Bei Konstellationen wie der im Anlassfall gegenständlichen handelt es sich um keinen Härtefall, sondern im Gegenteil um einen typischen Fall. Ist der Emittent Inländer, hat dieser nach §14 Z3 KMG idF BGBl I 2/2001 die Bestätigung auszustellen. Vertragspartner des Verbraucher-Anlegers ist aber typischerweise nicht der Emittent selbst, sondern ein Kreditinstitut oder ein sonstiges Dienstleistungsunternehmen, das die Veranlagungen zeichnet und dann an das anlagesuchende Publikum weitergibt. In solchen Fällen ist 'Rücktrittsgegner' dieses Kreditinstitut oder sonstige Unternehmen (RIS-Justiz RS0125648, OGH 2Ob32/09h). Desgleichen, wenn etwa ein Kreditinstitut die Veranlagung für einen Kunden im Wege der Einkaufskommission beschafft, ein Fall, der dem vorliegenden sehr nahesteht. [Der Einkaufskomm[i]ssionär handelt gemäß §383 Abs1 UGB bei Erwerb der Veranlagung im eigenen Namen und hat die Veranlagung sodann an den Kommittenten herauszugeben. Gegenstand des Rücktritts ist in diesem Fall das Kommissionsgeschäft[.]]
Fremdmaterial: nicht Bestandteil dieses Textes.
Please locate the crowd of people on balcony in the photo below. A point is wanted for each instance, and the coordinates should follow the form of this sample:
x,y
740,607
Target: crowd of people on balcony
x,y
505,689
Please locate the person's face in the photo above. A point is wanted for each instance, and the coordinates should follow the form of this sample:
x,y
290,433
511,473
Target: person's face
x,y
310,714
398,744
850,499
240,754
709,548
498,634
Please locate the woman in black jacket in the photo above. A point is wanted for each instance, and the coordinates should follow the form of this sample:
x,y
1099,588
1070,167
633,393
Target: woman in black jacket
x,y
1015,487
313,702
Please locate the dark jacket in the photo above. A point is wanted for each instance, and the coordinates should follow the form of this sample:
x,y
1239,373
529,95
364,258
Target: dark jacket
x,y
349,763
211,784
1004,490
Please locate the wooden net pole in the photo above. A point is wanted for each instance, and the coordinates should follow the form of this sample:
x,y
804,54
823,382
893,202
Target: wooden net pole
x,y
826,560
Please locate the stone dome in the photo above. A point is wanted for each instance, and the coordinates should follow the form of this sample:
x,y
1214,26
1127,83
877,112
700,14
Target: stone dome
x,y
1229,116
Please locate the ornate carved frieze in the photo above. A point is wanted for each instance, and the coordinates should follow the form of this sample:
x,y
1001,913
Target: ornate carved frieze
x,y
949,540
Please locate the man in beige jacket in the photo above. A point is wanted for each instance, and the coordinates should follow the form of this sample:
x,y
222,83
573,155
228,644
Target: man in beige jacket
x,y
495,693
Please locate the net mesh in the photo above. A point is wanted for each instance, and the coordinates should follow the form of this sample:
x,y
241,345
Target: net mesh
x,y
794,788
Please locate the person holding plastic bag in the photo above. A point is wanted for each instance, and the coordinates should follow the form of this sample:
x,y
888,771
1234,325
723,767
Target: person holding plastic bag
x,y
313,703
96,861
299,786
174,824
Im vorliegenden Fall ist 'Rücktrittsgegner' ein Treuhanddienstlei[s]tungsunternehmen, dessen Unternehmensgegenstand im Erwerb und dem Halten von derartigen Veranlagungen für die Anleger besteht. Mit der Beitrittserklärung Beilage./3 beauftragt der Anleger die Antragstellerin, im eigenen Namen, jedoch für Rechnung des Anlegers den Kommanditanteil an der Fondsgesellschaft zu erwerben; letztere ist die Emittentin. Der Rücktritt lässt den Treuhandvertrag mit ex tunc entfallen, womit ein Bereicherungsanspruch gegen den Empfänger der Zahlung (dies ist nach Beurteilung des Handelsgerichts Wien und auch der Rspr des OGH (OGH 6 Ob 220/20a) die Treuhandgesellschaft) die Beklagte entsteht.
Gemäß der ausdrücklichen Anordnung des §14 Z3 KMG idF BGBl I 2/2001, kommt es daher regelmäßiger- und typischerweise zum Auseinanderfallen in der Person des Ausstellers der Bestätigung und demjenigen, demgegenüber ein allfälliger Rücktritt zu erklären und geltend zu machen ist. Damit ist dieser Fall der fehlenden Identität zwischen dem Aussteller der Bestätigung und dem 'Adressaten' des Rücktrittsrechts in den in Rede stehenden Regelungen aber geradezu angelegt, weshalb kein Härtefall vorliegt.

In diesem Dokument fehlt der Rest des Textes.